Jointe vendredi au téléphone, Muriel Chabert indique que «des fringues vont peut-être aller à la friperie si tout ne part pas ; le problème c’est que là on ne sait pas comment aller aux Bahamas. Pour l’instant, je dois m’occuper de tout ranger dans des boîtes pour mettre les dons en sécurité. » Rappelée mardi, elle infirme finalement : « Tous les dons récupérés à Saint-Barthélemy, soit 36m3 iront aux Bahamas, on rajoutera des articles de la boutique solidaire pour remplir un container de 40m3.»
Pourquoi avoir cité le nom du Rotary et de Monsieur Dufau ? « C’est vrai qu’on a rencontré ce monsieur, mais on n’a rien mis en place avec lui ni avec le Rotary. » Le message indiquant le contraire sur Facebook n’avait pas été posté par Muriel Chabert, mais par une bénévole de Saint-Barthélemy, Laetitia. «On pensait établir une logique de groupe », dit-elle.
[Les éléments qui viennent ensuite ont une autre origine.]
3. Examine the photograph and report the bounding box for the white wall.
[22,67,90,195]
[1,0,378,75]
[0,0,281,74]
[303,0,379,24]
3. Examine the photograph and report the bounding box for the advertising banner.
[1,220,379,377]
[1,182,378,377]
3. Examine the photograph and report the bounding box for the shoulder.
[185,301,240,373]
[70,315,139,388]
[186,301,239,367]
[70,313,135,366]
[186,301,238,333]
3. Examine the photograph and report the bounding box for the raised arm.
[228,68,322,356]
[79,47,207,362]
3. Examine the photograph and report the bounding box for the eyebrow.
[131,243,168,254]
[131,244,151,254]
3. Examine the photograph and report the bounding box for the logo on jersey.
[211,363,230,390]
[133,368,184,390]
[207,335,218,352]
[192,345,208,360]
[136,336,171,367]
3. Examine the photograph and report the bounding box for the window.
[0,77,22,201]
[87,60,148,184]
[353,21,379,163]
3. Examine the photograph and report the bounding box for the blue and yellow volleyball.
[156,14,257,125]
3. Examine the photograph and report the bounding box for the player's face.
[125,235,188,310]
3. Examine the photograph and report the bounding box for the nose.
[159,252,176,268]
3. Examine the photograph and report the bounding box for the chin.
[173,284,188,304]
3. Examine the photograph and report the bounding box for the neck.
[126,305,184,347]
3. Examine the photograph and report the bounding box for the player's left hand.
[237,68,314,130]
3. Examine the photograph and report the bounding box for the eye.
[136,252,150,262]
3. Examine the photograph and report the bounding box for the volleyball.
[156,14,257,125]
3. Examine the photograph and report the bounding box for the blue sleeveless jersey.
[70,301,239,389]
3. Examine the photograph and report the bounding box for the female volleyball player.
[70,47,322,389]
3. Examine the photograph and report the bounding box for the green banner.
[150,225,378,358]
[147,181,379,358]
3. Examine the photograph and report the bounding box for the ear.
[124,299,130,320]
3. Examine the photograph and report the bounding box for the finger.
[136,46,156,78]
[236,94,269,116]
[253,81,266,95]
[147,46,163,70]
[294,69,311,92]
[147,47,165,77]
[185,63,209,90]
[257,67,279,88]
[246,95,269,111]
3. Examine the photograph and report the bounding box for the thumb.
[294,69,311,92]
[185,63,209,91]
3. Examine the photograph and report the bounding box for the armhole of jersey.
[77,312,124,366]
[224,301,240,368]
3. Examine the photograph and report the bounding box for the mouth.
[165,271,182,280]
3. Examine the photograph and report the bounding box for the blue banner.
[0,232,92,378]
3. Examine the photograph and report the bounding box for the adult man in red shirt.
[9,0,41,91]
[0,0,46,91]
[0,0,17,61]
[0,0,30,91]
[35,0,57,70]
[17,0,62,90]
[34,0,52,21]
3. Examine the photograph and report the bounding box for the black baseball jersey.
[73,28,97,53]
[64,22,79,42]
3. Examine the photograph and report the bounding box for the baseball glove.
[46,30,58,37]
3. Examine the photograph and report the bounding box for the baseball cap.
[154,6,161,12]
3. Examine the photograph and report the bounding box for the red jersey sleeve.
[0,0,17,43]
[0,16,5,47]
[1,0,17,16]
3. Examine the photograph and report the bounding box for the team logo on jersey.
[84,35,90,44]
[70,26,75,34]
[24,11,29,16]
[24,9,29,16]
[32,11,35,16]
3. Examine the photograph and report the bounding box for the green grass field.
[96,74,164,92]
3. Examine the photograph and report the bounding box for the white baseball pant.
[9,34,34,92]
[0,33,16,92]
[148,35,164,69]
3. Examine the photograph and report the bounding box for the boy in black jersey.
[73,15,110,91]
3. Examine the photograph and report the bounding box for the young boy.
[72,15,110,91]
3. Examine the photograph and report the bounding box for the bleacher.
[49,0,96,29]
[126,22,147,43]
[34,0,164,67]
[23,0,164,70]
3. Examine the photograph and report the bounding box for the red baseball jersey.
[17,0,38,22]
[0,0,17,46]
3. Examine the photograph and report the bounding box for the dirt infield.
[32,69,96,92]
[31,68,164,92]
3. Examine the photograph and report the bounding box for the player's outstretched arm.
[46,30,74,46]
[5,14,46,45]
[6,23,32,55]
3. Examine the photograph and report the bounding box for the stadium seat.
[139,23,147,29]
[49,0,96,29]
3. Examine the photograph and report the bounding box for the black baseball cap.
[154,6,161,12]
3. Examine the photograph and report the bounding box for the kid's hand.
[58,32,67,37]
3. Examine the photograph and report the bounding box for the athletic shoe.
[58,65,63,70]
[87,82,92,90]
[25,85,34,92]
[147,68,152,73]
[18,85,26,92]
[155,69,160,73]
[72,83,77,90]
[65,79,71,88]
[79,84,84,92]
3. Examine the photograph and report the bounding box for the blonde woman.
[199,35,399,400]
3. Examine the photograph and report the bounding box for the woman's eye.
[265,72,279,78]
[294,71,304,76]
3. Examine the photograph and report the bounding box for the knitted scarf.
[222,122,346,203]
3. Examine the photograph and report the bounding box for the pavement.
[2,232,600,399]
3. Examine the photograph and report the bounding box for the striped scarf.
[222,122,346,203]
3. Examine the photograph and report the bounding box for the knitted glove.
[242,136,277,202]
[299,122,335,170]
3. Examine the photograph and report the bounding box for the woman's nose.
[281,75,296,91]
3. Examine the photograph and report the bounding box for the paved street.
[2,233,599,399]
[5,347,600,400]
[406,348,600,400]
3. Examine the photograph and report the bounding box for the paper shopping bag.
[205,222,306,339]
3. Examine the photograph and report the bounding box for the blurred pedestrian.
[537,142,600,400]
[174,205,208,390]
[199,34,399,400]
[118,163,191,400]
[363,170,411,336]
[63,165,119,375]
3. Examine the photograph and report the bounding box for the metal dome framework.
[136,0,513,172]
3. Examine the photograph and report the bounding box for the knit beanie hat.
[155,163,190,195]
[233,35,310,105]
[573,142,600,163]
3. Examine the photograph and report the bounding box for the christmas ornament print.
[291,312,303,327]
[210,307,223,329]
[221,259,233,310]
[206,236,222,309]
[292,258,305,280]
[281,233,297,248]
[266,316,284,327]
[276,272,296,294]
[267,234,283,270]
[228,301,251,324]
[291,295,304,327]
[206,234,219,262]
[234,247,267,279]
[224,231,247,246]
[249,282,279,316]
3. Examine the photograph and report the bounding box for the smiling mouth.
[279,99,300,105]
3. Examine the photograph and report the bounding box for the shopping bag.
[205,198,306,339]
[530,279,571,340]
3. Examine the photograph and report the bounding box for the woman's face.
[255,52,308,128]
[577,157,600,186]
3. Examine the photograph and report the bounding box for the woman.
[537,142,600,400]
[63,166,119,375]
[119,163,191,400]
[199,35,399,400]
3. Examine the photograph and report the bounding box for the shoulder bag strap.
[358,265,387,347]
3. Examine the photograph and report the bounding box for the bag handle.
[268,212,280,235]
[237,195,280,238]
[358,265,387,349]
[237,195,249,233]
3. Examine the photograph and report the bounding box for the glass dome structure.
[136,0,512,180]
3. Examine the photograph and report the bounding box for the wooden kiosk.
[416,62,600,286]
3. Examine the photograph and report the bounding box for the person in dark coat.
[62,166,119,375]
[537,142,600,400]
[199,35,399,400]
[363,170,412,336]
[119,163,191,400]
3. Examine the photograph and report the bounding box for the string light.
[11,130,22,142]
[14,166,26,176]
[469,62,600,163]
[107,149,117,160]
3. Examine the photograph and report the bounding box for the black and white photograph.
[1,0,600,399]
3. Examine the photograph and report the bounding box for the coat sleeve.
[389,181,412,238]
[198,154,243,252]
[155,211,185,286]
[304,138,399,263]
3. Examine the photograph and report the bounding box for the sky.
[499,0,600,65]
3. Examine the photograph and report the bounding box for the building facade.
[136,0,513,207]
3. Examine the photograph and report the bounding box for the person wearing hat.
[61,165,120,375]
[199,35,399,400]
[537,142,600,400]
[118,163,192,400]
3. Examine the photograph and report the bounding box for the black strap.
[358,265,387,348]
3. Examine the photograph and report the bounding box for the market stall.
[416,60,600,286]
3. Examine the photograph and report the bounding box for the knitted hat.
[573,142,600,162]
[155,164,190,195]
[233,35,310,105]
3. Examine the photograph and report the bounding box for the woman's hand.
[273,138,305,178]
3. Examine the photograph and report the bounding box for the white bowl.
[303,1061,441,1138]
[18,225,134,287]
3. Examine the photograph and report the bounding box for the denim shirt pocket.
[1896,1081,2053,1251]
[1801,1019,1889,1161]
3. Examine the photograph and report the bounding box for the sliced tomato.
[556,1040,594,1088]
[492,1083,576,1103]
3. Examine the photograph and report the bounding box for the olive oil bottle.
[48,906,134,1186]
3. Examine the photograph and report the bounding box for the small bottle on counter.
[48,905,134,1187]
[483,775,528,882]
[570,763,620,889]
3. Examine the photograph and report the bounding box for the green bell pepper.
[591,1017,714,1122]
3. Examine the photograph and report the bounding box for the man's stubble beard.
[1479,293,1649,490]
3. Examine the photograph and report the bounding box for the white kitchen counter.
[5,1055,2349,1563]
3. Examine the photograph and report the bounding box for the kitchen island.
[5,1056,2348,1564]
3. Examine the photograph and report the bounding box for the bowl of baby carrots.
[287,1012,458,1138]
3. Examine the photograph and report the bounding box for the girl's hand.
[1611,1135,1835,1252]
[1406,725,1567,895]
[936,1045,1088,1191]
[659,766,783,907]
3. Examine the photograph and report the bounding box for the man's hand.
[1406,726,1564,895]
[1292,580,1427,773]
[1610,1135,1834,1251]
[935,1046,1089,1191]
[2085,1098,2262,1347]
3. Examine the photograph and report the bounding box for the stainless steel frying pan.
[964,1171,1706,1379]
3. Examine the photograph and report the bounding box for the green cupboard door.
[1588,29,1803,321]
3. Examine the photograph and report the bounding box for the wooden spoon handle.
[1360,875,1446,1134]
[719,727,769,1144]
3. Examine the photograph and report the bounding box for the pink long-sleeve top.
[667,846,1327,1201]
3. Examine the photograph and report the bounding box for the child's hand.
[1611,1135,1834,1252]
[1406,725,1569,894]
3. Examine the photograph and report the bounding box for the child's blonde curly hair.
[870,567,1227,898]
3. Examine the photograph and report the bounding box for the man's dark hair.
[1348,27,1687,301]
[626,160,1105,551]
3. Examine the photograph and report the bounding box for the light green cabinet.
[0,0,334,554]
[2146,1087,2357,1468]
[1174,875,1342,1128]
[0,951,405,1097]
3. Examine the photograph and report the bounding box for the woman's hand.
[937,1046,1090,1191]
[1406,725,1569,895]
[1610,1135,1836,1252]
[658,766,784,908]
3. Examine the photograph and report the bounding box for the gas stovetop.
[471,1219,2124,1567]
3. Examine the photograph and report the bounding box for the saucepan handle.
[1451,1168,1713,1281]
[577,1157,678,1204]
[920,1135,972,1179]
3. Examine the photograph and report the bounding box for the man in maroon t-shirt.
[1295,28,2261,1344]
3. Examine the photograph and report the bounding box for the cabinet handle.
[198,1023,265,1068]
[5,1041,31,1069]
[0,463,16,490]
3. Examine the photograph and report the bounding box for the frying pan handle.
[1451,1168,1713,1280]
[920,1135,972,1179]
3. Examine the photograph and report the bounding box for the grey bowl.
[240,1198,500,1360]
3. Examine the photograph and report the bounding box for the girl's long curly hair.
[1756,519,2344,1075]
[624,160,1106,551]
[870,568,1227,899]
Et d’assurer sans détour que tous les dons récoltés iront aux Bahaméens, « c’est clair, net et précis ».
Maintenant, encore faut-il accéder jusqu’aux Bahamas. Avenue du Partage espère pouvoir compter sur les militaires français, et indique que la préfecture lui a demandé officiellement le nombre de mètres cube dont elle avait besoin. « Ce qui veut bien dire qu’ils prévoient quelque chose. Avoir du stock, de toute façon, c’est bien. Un jour ou l’autre, ça va servir. » Autres options évoquées, l’éventualité d’une visite du bateau de Sea Shepherd, ou encore celle de remplir les containers de plantes qui repartent à vide vers Miami, plus proche de Nassau ensuite.
Même si les intentions de tous sont louables, rappelons-nous de la situation à Saint-Barth après Irma. Aucune communication, la piste de l’aéroport inaccessible… Et les dégâts étaient bien moindres par rapport à ceux constatés aux Bahamas, qui dénombre plus de cinquante morts, et dont les infrastructures sont complètement ravagées. Accès difficile, risques sanitaires... L’action humanitaire est très règlementée. Et entre le nettoyage, la reconstruction et la reprise d’une activité économique, les populations sinistrées auront besoin d’un soutien au très long cours.